Goal of Task Area 2 (TA2) is to implement interlinked data sets and catalogs that fully comply with FAIR principles at all participating neutron and synchrotron radiation sources but also at universities and other research institutions. Data repositories have to be carefully curated and continuously developed in their structure in order to sustainably ensure and optimize findability, reuse and extension of the data repositories for the national and international community of scientists in the field of research with X-rays and neutrons. Besides raw data, repositories will include all processing and analysis steps from raw data to the final result and the detailed description of the sample. This will raise transparency and thus quality, trustworthiness and reusability of the data sets shown in publications to a new level.

Challenges and goals of TA2

Initially, TA2 will be primarily concerned with the collection of raw (meta)data assets and the integration of processed and published data. This requires standardization of data and metadata (with TA1) and linkage to software assets (with TA3). Well-defined interfaces and common standards for the vocabulary used will need to be created in order to link the inventories that relate to different phases of the analysis process through to publication. The possibility should be created to enrich the raw data after an analysis with further metadata as well as the evaluated data sets, derived new data, complementary experimental, simulated and theoretical model derived data, precisions on properties and quality of the sample as well as links to further information.

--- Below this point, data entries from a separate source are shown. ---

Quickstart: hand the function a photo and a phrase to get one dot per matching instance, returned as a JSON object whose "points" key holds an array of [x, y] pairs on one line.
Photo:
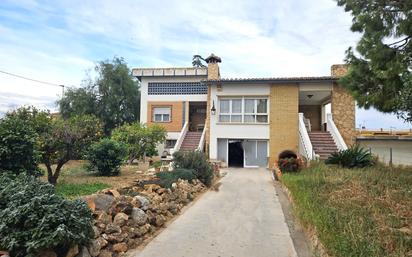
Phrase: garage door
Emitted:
{"points": [[255, 153]]}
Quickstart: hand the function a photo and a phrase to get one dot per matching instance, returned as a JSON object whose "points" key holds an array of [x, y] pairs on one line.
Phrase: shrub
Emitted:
{"points": [[354, 157], [167, 178], [106, 156], [289, 164], [196, 161], [34, 218], [141, 140], [18, 151]]}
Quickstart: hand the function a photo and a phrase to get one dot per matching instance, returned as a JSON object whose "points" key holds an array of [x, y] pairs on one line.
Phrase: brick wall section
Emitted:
{"points": [[175, 125], [313, 113], [283, 115], [343, 107], [213, 73]]}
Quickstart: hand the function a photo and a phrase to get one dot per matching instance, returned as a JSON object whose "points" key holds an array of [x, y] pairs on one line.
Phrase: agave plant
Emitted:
{"points": [[354, 157]]}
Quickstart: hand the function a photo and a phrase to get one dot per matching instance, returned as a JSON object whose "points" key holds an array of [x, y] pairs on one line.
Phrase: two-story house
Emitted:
{"points": [[247, 122]]}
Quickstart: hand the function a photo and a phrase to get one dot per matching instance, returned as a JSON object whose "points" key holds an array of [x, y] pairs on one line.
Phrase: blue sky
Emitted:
{"points": [[60, 41]]}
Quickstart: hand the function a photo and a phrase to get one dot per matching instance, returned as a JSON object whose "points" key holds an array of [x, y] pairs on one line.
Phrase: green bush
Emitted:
{"points": [[354, 157], [167, 178], [34, 218], [196, 161], [18, 152], [106, 156]]}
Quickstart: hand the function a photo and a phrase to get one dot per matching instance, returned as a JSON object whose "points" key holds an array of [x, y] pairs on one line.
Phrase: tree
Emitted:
{"points": [[140, 139], [18, 143], [78, 101], [66, 140], [380, 69], [113, 97]]}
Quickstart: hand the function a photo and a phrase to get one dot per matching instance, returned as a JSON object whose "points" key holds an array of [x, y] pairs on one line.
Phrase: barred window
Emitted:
{"points": [[177, 88]]}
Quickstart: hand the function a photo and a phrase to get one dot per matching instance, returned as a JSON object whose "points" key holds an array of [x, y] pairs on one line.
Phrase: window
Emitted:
{"points": [[177, 88], [243, 110], [161, 114], [170, 143]]}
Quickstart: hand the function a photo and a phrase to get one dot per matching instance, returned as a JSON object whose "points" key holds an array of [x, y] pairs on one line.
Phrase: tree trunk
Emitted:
{"points": [[53, 176]]}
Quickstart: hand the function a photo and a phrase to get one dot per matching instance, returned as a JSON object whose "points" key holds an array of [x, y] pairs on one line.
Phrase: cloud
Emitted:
{"points": [[57, 41]]}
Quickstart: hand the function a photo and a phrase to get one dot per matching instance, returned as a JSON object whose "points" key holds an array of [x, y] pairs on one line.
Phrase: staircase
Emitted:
{"points": [[191, 141], [323, 144]]}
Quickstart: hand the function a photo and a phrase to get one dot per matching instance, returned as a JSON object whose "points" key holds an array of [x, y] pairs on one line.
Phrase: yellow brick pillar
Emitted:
{"points": [[343, 107], [283, 115], [213, 73]]}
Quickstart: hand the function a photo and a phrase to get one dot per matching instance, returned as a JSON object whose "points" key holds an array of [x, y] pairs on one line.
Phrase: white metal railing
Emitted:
{"points": [[337, 137], [181, 138], [202, 141], [305, 145]]}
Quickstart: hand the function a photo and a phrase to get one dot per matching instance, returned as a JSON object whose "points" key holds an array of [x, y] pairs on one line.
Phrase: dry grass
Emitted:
{"points": [[75, 172], [359, 212]]}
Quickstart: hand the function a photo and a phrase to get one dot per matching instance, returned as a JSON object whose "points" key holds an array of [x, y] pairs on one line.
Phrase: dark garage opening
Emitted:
{"points": [[236, 156]]}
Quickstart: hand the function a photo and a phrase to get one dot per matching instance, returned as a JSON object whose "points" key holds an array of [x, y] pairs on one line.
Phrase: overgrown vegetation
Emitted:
{"points": [[354, 157], [72, 190], [113, 96], [34, 218], [106, 156], [18, 151], [196, 161], [167, 178], [140, 140], [355, 212]]}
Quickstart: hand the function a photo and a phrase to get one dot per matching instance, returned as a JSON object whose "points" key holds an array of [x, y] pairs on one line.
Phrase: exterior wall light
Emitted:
{"points": [[213, 109]]}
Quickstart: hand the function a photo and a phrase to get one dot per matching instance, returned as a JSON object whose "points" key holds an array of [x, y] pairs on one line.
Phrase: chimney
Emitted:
{"points": [[339, 70], [213, 72]]}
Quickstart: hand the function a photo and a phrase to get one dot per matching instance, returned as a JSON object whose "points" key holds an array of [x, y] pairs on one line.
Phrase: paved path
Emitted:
{"points": [[243, 219]]}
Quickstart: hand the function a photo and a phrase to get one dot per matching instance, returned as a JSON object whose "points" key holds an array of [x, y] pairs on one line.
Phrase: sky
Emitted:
{"points": [[61, 41]]}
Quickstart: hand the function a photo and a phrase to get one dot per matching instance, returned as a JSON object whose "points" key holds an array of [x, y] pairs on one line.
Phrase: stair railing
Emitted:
{"points": [[202, 141], [181, 137], [333, 130], [305, 145]]}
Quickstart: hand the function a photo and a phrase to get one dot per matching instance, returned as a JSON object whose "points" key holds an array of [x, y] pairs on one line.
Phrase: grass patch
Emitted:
{"points": [[356, 212], [72, 190]]}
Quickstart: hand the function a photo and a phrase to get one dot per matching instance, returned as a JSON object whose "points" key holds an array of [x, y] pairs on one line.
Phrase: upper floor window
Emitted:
{"points": [[161, 114], [243, 110], [176, 88]]}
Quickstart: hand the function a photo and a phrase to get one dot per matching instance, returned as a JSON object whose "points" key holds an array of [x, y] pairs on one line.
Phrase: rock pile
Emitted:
{"points": [[126, 217]]}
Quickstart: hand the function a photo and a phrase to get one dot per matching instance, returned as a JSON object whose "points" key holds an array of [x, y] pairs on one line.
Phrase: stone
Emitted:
{"points": [[105, 253], [47, 253], [120, 219], [161, 191], [73, 251], [120, 247], [94, 247], [139, 216], [160, 220], [121, 206], [144, 202], [104, 218], [117, 237], [103, 242], [90, 203], [112, 228], [102, 201], [96, 232], [114, 192], [83, 252]]}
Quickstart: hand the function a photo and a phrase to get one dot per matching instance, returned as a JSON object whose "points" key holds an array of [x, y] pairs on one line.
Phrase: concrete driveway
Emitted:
{"points": [[244, 218]]}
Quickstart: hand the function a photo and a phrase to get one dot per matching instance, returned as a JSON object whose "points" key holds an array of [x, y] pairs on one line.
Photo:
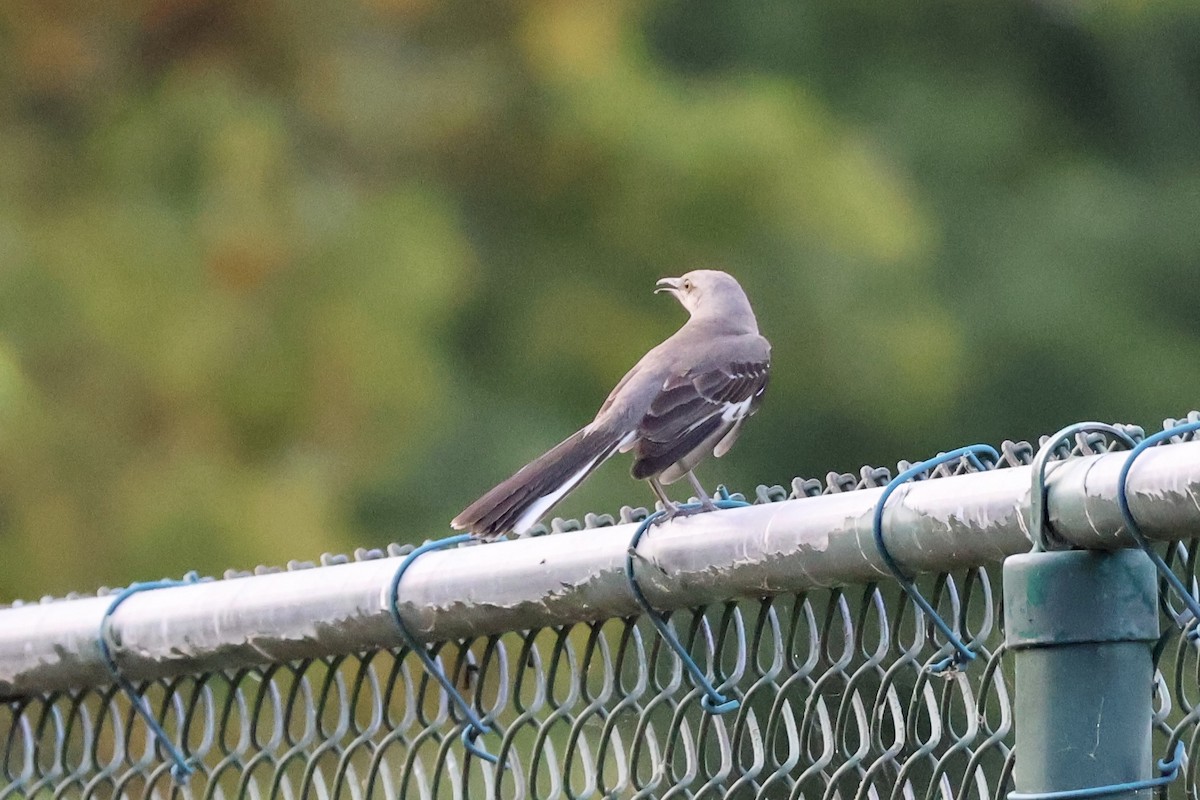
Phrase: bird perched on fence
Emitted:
{"points": [[685, 398]]}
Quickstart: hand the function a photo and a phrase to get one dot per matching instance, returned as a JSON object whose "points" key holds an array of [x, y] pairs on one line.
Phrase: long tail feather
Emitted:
{"points": [[519, 503]]}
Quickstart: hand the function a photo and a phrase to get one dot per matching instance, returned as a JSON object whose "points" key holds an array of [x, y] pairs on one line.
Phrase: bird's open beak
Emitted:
{"points": [[667, 284]]}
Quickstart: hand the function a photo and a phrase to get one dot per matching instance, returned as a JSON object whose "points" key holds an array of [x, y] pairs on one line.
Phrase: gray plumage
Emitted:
{"points": [[684, 400]]}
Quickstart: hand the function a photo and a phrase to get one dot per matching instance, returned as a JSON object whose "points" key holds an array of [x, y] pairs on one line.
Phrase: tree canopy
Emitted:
{"points": [[285, 278]]}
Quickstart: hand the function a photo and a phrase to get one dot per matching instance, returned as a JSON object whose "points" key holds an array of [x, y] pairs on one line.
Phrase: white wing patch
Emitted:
{"points": [[733, 411]]}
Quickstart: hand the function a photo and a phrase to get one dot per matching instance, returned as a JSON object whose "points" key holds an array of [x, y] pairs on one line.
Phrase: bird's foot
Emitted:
{"points": [[678, 510]]}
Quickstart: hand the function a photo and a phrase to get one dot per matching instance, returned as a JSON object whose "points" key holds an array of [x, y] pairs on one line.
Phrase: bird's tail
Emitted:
{"points": [[520, 501]]}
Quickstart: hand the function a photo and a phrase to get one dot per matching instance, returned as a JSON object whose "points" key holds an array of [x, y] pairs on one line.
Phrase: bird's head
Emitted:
{"points": [[711, 294]]}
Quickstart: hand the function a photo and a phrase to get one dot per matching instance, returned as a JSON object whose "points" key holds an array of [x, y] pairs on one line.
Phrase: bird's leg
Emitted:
{"points": [[706, 503], [669, 506]]}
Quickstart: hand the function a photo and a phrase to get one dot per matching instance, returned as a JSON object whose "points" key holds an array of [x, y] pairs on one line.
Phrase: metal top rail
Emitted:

In addition to the classical search in metadata to find measurement data, the implementation of (AI) search algorithms to find measurement data based on an experimental or simulated dataset is also envisaged.

The goals of TA2 are in particular

  • Implementation and further development of data sets and catalogs
  • (Meta-)data standardization and sample identification (sample PID)
  • Creation of the possibility to insert additional (meta-)data into inventory/catalogue
  • Implementation of innovative algorithms for efficient data search in real time

DAPHNE4NFDI will make a significant contribution to establishing standards for data acquisition and storage, as well as building well-maintained data repositories. While TA1 is mainly concerned with the automated acquisition of (meta-)data, TA2 is dedicated to the "Findable", "Accessible" and "Re-useable" aspects of the FAIR data policy.

Experience and expertise

TA2 draws on the expertise of participating groups at X-ray and neutron research centers, universities and other research institutions. DAPHNE4NFDI will benefit from the involvement of some partners in the EU-funded PaNOSC and ExPaNDS projects. Several institutions in DAPHNE4NFDI already operate data catalogs to record experiments performed and measurement data generated. Work is already underway to link such data catalogs into a union catalog by defining and implementing a common API for searching the data. These catalogs also have interfaces to connect to transnational infrastructures such as OpenAIRE and EUDAT.

Focus areas

Data set building will initially focus on X-ray absorption spectroscopy, tomography, diffraction (wide and small angle), and spectroscopy (quasi-elastic neutron scattering and XPCS), and will also include time-dependent measurements.

Participation

The groups participating in DAPHNE4NFDI cover with their expertise large parts of the research with X-rays and neutrons. Accordingly, all relevant techniques will be addressed by the DAPHNE4NFDI consortium and taken into account in the planning and realization of (meta-)data formats, repositories, catalogs, and software projects. An important pilot project for the development of a reference database is planned in the field of X-ray absorption spectroscopy including X-ray emission and further photon-in/out techniques.